Par Sam Reeves
Sur les pistes du site de ski nordique d'Alpensia des Jeux de Pyeongchang (Corée du Sud), Kim Jong Hyon et Ma Yu Chol participent aux épreuves de ski de fond des Paralympiques 2018, en catégorie assis. Encouragés par les spectateurs sud-coréens, ils ont toutefois terminé aux dernière et avant-dernière places de leur première course (15 kilomètres), à près d'une demi-heure du vainqueur, n'ayant découvert les sports d'hiver il y a seulement trois mois. Mais l'essentiel est ailleurs… C'est en effet la première fois de son histoire que la Corée du Nord envoie une délégation aux Jeux paralympiques d'hiver ; un geste vu comme une nouvelle ouverture de la dictature sur la question du handicap.
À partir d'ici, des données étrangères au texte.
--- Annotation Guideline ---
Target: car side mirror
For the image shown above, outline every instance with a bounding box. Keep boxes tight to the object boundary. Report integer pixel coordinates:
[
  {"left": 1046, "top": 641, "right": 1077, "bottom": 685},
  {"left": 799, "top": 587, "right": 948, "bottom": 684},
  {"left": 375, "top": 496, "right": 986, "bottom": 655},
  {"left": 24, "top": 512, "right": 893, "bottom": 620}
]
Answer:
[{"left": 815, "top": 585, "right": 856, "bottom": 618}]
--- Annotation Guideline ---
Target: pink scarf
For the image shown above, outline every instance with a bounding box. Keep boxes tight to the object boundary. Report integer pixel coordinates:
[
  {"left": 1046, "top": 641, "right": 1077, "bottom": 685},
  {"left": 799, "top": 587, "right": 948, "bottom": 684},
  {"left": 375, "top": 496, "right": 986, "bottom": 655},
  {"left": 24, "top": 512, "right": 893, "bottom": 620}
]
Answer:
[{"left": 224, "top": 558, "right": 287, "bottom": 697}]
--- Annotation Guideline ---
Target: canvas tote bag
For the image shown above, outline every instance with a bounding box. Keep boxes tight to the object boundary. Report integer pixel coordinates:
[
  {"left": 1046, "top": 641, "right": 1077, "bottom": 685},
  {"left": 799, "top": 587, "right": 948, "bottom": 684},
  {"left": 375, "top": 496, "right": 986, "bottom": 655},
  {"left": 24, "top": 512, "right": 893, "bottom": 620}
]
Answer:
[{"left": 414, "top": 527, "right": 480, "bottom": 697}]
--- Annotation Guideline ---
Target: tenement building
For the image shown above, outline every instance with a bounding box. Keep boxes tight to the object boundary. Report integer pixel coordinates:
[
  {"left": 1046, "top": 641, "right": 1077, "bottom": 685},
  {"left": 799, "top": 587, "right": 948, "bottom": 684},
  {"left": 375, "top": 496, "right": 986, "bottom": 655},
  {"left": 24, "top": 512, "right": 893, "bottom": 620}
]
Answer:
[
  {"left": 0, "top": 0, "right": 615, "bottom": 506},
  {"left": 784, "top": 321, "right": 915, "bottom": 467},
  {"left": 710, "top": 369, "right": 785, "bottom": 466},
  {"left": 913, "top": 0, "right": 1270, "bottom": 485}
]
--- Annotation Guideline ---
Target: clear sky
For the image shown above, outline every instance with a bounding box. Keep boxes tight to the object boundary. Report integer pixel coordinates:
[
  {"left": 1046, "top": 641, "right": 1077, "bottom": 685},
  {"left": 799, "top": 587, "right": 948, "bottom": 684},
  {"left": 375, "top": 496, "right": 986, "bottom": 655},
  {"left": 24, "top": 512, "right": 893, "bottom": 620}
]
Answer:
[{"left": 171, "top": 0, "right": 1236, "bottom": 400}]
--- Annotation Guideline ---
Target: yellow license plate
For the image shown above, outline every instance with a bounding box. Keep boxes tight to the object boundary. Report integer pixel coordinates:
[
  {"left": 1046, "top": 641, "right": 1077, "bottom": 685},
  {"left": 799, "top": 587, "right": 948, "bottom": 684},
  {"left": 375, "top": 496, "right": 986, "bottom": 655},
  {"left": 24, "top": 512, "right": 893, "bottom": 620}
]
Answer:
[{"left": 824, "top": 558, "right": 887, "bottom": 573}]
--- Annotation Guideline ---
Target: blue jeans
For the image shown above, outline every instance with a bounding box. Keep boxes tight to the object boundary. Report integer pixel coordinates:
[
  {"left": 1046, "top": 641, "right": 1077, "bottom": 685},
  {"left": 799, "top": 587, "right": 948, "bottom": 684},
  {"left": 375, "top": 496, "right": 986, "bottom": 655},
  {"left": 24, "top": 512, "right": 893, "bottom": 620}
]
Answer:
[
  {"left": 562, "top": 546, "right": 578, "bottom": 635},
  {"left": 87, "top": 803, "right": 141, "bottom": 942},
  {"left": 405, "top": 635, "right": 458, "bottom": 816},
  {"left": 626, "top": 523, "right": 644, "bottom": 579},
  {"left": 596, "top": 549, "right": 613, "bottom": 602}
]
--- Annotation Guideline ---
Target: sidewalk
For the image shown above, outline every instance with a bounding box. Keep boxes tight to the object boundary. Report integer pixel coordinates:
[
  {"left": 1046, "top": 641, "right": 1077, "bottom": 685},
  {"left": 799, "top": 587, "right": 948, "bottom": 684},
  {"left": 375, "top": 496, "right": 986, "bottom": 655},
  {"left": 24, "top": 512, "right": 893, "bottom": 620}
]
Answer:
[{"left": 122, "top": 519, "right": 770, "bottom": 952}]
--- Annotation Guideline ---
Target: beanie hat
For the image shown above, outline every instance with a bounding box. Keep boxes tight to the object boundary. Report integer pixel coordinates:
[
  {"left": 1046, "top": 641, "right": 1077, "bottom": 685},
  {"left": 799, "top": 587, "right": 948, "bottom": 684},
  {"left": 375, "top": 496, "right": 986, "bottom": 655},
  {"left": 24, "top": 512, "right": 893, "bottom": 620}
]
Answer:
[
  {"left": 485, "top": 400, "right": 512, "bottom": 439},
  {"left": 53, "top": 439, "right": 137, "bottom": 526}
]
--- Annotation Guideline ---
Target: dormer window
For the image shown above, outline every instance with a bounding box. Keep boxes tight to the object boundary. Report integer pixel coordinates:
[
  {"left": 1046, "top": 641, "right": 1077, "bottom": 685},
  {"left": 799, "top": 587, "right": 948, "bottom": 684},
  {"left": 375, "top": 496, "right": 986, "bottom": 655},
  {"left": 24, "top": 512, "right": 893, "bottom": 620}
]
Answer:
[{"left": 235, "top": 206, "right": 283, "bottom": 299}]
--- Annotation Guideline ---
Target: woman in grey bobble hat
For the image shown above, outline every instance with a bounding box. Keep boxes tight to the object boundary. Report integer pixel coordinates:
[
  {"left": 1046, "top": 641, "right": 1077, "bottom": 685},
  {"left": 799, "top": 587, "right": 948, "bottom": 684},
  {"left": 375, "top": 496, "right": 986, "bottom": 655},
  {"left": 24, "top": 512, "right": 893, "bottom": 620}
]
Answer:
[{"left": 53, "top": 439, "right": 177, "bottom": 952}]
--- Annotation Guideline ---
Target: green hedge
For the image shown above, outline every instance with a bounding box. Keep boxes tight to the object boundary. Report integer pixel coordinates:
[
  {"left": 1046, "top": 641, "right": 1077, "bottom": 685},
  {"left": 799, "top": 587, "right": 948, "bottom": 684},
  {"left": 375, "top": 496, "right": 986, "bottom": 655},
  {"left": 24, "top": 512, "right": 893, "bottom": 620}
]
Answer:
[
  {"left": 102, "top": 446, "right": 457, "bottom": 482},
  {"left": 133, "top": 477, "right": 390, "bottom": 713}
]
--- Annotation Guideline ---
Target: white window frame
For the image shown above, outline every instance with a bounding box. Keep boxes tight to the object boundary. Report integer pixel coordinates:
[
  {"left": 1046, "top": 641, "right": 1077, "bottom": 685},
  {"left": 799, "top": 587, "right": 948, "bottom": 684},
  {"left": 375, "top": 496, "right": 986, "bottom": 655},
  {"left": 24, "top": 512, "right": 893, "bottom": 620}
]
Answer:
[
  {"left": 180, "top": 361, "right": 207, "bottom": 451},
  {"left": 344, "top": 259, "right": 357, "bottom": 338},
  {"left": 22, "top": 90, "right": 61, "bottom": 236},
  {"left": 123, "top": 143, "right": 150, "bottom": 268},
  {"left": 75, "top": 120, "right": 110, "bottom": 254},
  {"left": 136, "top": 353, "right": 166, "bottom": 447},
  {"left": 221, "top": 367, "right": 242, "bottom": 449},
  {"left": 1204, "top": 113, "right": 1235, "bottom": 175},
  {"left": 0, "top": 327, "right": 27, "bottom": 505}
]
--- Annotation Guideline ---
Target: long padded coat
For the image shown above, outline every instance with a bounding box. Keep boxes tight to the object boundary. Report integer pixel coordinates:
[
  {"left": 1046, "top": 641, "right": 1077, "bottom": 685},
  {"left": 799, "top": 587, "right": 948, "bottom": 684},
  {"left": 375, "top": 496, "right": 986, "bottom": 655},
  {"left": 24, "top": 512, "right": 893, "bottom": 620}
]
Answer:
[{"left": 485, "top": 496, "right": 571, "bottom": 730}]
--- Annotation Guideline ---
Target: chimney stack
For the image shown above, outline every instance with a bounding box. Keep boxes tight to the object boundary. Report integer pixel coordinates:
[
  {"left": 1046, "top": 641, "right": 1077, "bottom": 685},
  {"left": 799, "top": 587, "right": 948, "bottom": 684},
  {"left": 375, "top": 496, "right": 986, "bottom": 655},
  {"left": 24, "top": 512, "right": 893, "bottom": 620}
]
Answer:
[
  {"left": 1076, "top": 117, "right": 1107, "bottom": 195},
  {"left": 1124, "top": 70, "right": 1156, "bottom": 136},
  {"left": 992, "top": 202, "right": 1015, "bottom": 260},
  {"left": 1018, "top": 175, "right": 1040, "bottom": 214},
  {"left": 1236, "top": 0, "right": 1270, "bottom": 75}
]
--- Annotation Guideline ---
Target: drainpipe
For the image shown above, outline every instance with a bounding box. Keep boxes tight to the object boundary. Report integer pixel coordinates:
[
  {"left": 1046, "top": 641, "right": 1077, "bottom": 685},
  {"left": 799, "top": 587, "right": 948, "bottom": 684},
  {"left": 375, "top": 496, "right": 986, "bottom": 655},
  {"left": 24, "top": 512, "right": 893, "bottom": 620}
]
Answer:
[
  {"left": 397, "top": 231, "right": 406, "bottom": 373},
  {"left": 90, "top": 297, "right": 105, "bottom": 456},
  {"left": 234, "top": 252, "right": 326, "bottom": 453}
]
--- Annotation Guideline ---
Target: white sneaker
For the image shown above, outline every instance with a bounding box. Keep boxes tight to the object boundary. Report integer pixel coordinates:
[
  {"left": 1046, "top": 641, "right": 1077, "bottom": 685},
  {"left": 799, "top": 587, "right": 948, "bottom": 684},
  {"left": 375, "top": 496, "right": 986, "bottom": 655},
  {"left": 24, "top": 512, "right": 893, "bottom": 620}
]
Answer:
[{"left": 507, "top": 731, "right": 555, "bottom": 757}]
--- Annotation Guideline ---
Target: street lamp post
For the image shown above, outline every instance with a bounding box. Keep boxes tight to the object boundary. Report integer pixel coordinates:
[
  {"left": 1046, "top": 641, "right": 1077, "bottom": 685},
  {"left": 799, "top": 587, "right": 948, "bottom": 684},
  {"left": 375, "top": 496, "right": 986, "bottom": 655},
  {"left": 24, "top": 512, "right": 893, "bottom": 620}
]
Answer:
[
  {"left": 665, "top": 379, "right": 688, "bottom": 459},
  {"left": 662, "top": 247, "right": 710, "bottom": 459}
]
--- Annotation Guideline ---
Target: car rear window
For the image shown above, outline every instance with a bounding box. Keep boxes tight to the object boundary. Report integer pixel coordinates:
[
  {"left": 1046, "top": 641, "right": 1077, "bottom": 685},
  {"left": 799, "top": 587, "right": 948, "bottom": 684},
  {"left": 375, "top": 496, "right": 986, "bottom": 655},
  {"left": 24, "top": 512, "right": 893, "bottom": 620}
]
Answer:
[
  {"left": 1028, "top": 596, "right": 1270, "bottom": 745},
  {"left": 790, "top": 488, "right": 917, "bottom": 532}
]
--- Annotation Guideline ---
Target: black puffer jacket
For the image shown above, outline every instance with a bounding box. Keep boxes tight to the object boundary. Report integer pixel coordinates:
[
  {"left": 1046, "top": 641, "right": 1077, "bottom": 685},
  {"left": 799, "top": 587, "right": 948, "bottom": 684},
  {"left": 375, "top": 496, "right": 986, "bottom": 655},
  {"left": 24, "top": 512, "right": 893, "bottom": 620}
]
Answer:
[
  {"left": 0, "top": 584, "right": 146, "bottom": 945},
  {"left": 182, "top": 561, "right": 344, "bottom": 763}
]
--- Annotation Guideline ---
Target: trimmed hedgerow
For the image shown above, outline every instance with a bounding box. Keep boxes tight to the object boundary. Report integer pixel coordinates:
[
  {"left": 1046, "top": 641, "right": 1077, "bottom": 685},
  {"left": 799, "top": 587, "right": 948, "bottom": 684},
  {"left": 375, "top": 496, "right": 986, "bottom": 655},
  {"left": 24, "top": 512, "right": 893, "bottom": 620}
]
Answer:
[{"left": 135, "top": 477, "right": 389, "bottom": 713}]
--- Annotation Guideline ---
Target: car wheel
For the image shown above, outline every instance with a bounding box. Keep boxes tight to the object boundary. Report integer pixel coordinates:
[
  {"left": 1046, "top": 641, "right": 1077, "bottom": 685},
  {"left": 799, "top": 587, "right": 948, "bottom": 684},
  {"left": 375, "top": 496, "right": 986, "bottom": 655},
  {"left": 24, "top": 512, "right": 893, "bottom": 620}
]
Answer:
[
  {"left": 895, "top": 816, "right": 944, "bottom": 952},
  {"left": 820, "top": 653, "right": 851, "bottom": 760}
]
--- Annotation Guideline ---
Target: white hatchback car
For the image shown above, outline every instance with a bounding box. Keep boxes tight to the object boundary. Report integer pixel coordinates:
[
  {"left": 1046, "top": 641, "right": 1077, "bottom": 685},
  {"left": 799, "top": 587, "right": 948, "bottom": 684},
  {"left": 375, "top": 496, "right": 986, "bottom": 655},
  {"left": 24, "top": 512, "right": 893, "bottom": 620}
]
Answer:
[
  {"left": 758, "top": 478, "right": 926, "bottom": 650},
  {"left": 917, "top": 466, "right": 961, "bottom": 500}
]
Une initiative saluée par l'Onu
"Je pense qu'il s'agit d'un bon signe sur la façon dont la Corée du Nord veut soutenir la participation des personnes handicapées", a souligné pour l'AFP Catalina Devandas-Aguilar, rapporteuse spéciale sur les droits des personnes handicapées auprès du Haut-commissariat des Nations unies aux droits de l'Homme (HCDH). "Le gouvernement est très fier de son soutien à la participation des personnes avec un handicap dans le sport", a-t-elle ajouté. Si la Corée du Nord a participé à sa première édition des Jeux olympiques en 1964 -dans la version hivernale à Innsbruck (Autriche)-, il aura fallu attendre plus d'un demi-siècle et 2012 pour que le pays s'aligne aux Paralympiques -estivaux- à Londres.
Placés dans des camps
La dictature nord-coréenne a souvent été épinglée pour son traitement de la question des personnes handicapées, avec notamment un rapport de l'ONU en 2006 qui l'accusait de les éloigner de la capitale Pyongyang, vitrine du régime, et de les placer dans des camps où ils étaient affectés selon la nature de leur déficience. Les témoignages des personnes handicapées ayant réussi à fuir le Nord donnent du crédit à ces accusations. "La vie est vraiment difficile pour les personnes handicapées en Corée du Nord. Et la façon dont les gens regardent les handicapés n'est pas vraiment agréable", affirme ainsi Choi Kwang-hyouk, joueur de l'équipe de Corée du Sud de hockey sur luge aux Paralympiques-2018 à Pyeongchang, ancien Nord-Coréen et transfuge au Sud.
Défilé séparé
Toutefois, la participation nord-coréenne aux Paralympiques 2018 est vue par certains comme le dernier signe d'une ouverture de Pyongyang dans son traitement des personnes handicapées. En décembre 2016, la Corée du Nord a ratifié la Convention relative aux droits des personnes handicapées, et Catalina Devandas-Aguilar a été autorisée à se rendre au Nord en mai 2017, une première pour un expert indépendant désigné par le Conseil des droits de l'Homme de l'ONU. À son retour, elle a positivement accueilli certaines améliorations, comme la reconnaissance du langage des signes comme langue officielle, tout en soulignant qu'il y avait encore des progrès à réaliser. Mais contrairement aux Jeux olympiques d'hiver de Pyeongchang, où les deux Corées ont défilé ensemble lors de la cérémonie d'ouverture sous la bannière de l'unification, les Paralympiques ont donné lieu à un défilé séparé pour l'ouverture (article en lien ci-dessous).
Un message fort de paix ?
Pour Robert King, ancien émissaire américain pour les droits de l'Homme en Corée du Nord, le régime de Pyongyang s'est amélioré sur la question du handicap mais y voit un domaine où il est facile de faire des réformes pour parer les critiques internationales. "Cela ne représente pas un coût politique énorme pour eux", a-t-il expliqué à l'AFP, ajoutant que cela n'empêchait pas la dictature de contrôler étroitement le pays. Quelles que soient les intentions du régime nord-coréen, les organisateurs des Paralympiques 2018 ont loué la présence de deux parafondeurs. "La participation de la Corée du Nord et de deux fondeurs est extrêmement importante et envoie un message fort de paix via le sport", s'est ainsi réjoui Andrew Parsons, président du Comité international paralympique.